構造主義は20世紀前半にフェルディナン・ド・ソシュールの言語学を源流として生まれ、1960年代にフランスを中心に大きく広まった思想的潮流です。個々の要素の意味や価値は、それ単独で決まるのではなく、他の要素との関係性(差異)によって決まるという考え方が核心にあります。

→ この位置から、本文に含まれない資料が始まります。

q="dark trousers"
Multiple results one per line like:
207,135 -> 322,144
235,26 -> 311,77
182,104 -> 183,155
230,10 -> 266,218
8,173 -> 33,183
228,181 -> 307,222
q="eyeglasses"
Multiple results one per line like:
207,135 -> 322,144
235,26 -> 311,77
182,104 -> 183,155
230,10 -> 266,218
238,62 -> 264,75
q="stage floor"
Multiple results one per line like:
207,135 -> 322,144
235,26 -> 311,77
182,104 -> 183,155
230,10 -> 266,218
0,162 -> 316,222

ソシュールは言語を「記号の体系」として捉え、ある語の意味はその語自体にあるのではなく、別の語との差異によって生じると説きました。この発想はクロード・レヴィ=ストロースの文化人類学、ロラン・バルトの記号論、ルイ・アルチュセールのマルクス主義解釈など、多分野に応用されました。
構造主義の特徴は以下の点に整理できます。
- 表面的な現象より背後の「構造」を重視する
- 要素間の差異・対立・関係を分析する
- 通時的変化より共時的体系を優先する
- 人間の主体性より無意識の構造を前景化する
後に、その静的・普遍的な構造把握への批判からポスト構造主義(デリダ、フーコーら)が台頭します。構造主義は思想史上の転換点として、現代の社会科学・人文学全体に深い影響を残しています。
使い方・例文
例えば「白」という色の意味は「黒」や「赤」との対比によって成り立つ、という考え方は構造主義的な発想の典型です。言語学・哲学・文化論の授業でよく登場します。